The past has shown that tariffs have often been more a tool for negotiation than anything else, and in 2025, tariff levels are likely to be far lower than the threatened 25% for a variety of reasons, including: reduced immigration levels; the effect on purchasing power of Americans; and Canada and Mexico’s ability to retaliate.
Consumers, as well as those along all segments of the produce supply chain, should be prepared for tariffs of 25%, but expect far lower levels, if any.
Power of the threat
Prior to the first Trump presidency, tariffs were threatened on specific items.
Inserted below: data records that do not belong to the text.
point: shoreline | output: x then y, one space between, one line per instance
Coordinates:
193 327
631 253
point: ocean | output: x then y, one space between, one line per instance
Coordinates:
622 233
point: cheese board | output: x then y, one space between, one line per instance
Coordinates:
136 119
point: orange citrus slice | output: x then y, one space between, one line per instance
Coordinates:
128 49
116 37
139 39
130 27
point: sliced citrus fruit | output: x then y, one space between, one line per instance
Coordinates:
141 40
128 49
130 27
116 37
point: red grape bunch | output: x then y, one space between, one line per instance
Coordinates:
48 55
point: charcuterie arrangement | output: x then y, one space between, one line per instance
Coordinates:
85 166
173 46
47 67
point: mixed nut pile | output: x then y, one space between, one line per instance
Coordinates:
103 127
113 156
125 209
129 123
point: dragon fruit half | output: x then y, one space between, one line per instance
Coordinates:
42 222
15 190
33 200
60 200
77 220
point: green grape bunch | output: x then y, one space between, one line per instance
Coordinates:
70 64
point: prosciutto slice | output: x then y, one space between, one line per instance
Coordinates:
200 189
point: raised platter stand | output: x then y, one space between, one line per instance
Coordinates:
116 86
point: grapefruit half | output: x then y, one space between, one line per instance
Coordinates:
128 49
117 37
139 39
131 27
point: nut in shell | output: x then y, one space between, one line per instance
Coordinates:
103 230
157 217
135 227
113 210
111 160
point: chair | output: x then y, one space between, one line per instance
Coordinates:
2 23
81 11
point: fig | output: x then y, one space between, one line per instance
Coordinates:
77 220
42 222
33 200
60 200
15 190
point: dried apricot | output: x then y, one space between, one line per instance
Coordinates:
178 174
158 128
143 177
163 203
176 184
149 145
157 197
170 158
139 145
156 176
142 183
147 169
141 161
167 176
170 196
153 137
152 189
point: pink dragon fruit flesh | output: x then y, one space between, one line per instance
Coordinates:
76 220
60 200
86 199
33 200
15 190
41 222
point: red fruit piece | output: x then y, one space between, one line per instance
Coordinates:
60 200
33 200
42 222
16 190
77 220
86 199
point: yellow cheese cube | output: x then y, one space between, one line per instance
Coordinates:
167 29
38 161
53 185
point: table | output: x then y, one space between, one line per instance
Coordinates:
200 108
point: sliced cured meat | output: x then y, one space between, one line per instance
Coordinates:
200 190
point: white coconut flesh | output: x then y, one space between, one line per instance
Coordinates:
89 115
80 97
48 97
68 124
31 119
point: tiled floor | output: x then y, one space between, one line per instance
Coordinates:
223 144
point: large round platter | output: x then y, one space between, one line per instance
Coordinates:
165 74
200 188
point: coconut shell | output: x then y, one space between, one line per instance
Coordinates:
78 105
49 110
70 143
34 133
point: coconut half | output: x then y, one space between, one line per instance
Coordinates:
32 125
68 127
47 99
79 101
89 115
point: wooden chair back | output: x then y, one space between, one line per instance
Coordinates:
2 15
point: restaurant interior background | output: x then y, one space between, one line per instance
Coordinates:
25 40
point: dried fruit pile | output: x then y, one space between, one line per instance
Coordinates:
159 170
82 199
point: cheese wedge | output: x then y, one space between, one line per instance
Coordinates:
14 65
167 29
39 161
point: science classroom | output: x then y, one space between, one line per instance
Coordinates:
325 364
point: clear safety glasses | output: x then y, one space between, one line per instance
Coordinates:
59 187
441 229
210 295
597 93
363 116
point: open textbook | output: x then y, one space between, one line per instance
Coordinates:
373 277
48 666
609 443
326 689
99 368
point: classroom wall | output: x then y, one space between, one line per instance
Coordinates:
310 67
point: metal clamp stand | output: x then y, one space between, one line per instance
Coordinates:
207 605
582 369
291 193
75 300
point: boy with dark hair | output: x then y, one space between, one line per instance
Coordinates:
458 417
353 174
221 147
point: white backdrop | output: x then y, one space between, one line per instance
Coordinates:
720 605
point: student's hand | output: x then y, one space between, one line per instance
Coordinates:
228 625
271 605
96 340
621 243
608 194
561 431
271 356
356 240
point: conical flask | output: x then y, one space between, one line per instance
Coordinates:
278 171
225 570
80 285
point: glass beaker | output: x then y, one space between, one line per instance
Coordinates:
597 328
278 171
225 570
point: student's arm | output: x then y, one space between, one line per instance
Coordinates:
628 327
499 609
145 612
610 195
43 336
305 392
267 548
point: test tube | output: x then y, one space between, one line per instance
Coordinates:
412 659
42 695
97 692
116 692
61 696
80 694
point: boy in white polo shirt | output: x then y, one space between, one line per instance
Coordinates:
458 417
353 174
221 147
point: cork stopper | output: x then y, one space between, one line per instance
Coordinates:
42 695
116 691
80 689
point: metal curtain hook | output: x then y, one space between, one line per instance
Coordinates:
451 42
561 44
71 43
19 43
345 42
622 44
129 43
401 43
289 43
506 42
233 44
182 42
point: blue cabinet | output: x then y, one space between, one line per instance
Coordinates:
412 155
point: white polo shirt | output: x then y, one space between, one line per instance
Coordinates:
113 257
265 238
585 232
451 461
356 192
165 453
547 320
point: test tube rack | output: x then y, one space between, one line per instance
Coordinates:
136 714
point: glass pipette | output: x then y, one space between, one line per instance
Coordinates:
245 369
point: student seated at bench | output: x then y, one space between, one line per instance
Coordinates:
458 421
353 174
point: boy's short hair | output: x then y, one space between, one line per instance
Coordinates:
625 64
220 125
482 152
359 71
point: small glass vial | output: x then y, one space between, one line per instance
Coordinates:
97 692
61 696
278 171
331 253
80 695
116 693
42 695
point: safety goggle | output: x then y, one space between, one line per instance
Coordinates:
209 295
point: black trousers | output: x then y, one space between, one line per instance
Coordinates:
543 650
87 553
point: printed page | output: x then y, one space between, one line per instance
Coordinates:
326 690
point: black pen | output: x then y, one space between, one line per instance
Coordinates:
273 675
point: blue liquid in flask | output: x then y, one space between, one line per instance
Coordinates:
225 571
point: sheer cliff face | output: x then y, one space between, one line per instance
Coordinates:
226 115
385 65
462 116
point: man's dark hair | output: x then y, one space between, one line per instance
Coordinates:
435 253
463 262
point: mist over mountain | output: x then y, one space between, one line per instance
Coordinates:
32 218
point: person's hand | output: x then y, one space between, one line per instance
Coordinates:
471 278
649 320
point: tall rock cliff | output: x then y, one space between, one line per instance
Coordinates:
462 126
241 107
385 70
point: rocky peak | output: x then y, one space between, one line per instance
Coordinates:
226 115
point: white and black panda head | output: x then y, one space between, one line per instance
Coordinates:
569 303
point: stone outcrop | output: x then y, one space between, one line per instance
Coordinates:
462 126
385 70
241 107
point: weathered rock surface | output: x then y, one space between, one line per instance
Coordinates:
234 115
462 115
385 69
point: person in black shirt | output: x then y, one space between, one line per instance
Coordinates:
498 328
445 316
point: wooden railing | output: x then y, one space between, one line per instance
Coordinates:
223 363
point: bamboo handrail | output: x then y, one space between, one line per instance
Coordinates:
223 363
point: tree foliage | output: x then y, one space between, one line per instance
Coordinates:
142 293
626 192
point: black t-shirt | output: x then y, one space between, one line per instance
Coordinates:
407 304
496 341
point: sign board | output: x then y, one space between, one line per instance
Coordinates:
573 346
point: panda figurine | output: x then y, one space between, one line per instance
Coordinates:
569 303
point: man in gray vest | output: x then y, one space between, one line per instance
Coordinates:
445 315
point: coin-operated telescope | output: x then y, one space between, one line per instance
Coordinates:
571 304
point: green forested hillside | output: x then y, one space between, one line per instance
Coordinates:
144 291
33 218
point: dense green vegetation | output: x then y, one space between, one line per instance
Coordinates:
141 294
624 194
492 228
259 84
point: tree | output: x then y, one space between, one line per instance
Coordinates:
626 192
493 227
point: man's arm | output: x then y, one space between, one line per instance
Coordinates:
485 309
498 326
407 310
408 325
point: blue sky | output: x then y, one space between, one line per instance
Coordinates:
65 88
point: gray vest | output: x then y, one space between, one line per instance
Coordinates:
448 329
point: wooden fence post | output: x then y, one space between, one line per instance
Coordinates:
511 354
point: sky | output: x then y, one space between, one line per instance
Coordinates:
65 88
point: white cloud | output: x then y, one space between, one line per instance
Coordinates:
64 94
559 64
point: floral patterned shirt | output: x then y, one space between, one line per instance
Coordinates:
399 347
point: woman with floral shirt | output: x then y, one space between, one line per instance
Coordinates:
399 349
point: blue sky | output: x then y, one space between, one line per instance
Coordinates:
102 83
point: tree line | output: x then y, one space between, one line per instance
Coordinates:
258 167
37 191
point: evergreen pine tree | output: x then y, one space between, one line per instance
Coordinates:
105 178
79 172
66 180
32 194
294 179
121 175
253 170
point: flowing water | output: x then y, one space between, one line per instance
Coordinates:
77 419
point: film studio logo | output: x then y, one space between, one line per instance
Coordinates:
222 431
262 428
They were actually imposed in the first quarter of 2018 on solar panels (30% to 50%), washing machines (30 to 50%), steel (25%) and aluminum (10%); they were lifted for imports of steel and aluminum from Canada and Mexico in May 2019.
These tariffs were largely protectionist policies and were never directed towards agricultural programs.
In July 2018, the Trump administration brought back the Commodity Credit Corporation (“CCC,” part of the USDA), established during the Great Depression. Programs funded by the CCC today include “Domestic farm income, price support and conservation programs under various statutes including the Agricultural Act of 2014.” According to the USDA, farmer payments from the CCC constituted more than one-third of total farm income in 2019 and 2020.
Actual tariffs ended up being far less and for a shorter period than threatened. In fact, the threat of tariffs was far more of a tool used in negotiation than implemented over the long-term. Most of the tariffs that remained were related to protecting US industries and jobs versus acting as a revenue driver for the US economy.
The retail price impact of tariffs
I would estimate the impact on the retail price of produce in the grocery store to be a maximum of 15% to 25%. This is because any tariff would at a maximum be imposed on the wholesale cost of the product, less on any logistics and/or processing done once the product landed in the US.
As an example, tomatoes grown in Mexico typically exchange hands at distribution centers in Texas and other locations close to the border. Once exchanged, processing, sorting, packaging and further logistics are typically handled in the US.
The wholesale cost of a tomato, prior to entering the US, I would estimate is no more than 40% of the price paid at retail for that tomato.
Counter to reducing prices at the grocery store
Implementing tariffs runs counter to the idea of reduced prices at the grocery store. According to the USDA Economic Research Service, as of 2021 60% of fresh fruit and 38% of fresh vegetables (excluding potatoes, sweet potatoes, and mushrooms) were imported. Related to produce sourced from Mexico and Canada, the ERS notes that, “In 2022, Mexico and Canada supplied 51 percent and 2 percent, respectively, of U.S. fresh fruit imports, and 69 percent and 20 percent, respectively, of U.S. fresh vegetable imports in terms of value.”
Implementing tariffs on imported fresh produce will increase prices to consumers and cause people, especially in lower-tiered demographics, to make less healthy choices at the supermarket.
Increase domestic sourcing vs reduced immigration
The US imports a large percentage of its produce for two primary reasons: it’s the most cost-effective manner of bringing produce to US consumers, and other regions in the world (especially those close to the equator), have climates where a full range of products can be grown throughout the year.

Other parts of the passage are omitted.